Actions in the domestic and international realms suggest that, far from being open to a ‘clear headed’ discussion of the past, the French government is looking for new ways to silence the conversation and secure its own interests. The lacklustre CFA Franc reforms, ongoing rhetoric encouraging African countries to ‘move on’ from colonialism, and responses to recent protest prove that when it comes to a choice between national interest and truly equal relations within the nation and with its supposed allies, the French government will continue to opt for the former.

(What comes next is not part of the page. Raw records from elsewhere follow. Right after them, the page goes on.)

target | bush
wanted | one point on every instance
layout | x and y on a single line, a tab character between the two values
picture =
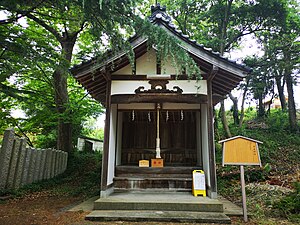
289	206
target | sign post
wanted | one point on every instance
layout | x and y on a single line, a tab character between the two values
241	151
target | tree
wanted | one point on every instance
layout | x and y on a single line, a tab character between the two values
282	52
55	20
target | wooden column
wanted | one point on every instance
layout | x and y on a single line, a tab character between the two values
105	165
211	139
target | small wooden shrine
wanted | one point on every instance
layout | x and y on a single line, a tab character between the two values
151	113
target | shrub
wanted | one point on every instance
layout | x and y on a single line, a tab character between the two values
289	206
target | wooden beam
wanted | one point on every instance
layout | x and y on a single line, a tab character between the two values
159	98
210	126
105	155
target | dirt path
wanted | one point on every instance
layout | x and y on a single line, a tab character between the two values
46	208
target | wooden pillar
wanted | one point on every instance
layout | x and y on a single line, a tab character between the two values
105	154
211	138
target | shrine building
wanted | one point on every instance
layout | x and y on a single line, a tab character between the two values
152	112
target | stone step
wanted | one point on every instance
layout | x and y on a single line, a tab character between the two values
168	201
157	215
163	183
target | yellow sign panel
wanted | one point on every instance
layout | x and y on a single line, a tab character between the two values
240	151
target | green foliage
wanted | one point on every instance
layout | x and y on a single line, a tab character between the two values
289	206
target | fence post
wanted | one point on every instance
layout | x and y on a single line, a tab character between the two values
5	156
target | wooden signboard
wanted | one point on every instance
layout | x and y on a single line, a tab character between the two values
143	163
240	150
157	163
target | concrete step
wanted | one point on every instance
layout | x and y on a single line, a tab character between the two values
161	201
163	183
157	215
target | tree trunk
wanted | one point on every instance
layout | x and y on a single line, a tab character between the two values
224	120
243	104
261	108
60	76
235	111
291	104
280	88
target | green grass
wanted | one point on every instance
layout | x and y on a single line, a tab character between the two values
82	178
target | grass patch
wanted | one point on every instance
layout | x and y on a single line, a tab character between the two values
82	178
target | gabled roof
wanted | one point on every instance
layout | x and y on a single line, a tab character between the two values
93	75
237	137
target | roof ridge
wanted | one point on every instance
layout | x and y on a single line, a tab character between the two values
159	14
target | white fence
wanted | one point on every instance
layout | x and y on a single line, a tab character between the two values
20	165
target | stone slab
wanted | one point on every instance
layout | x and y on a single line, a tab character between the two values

But the times are changing: it is clear that Europe must pursue more equal partnerships with African countries. France cannot build a positive relationship with African countries, nor can it begin the difficult process of racial reconciliation within its own population, without discussing the most difficult aspects of colonial history. Such a national reckoning is not impossible, nor is it unprecedented: France underwent a similar process coming to terms with its complicity in the Holocaust and integrating this difficult history into its national memory. If France, and indeed all of Europe, does not confront colonialism and its legacy, interactions with its racial minorities and with the African countries it hopes to cooperate with will always be stained by history.

Grace Gardiner is the Europe & Eurasia Fellow for Young Australians in International Affairs.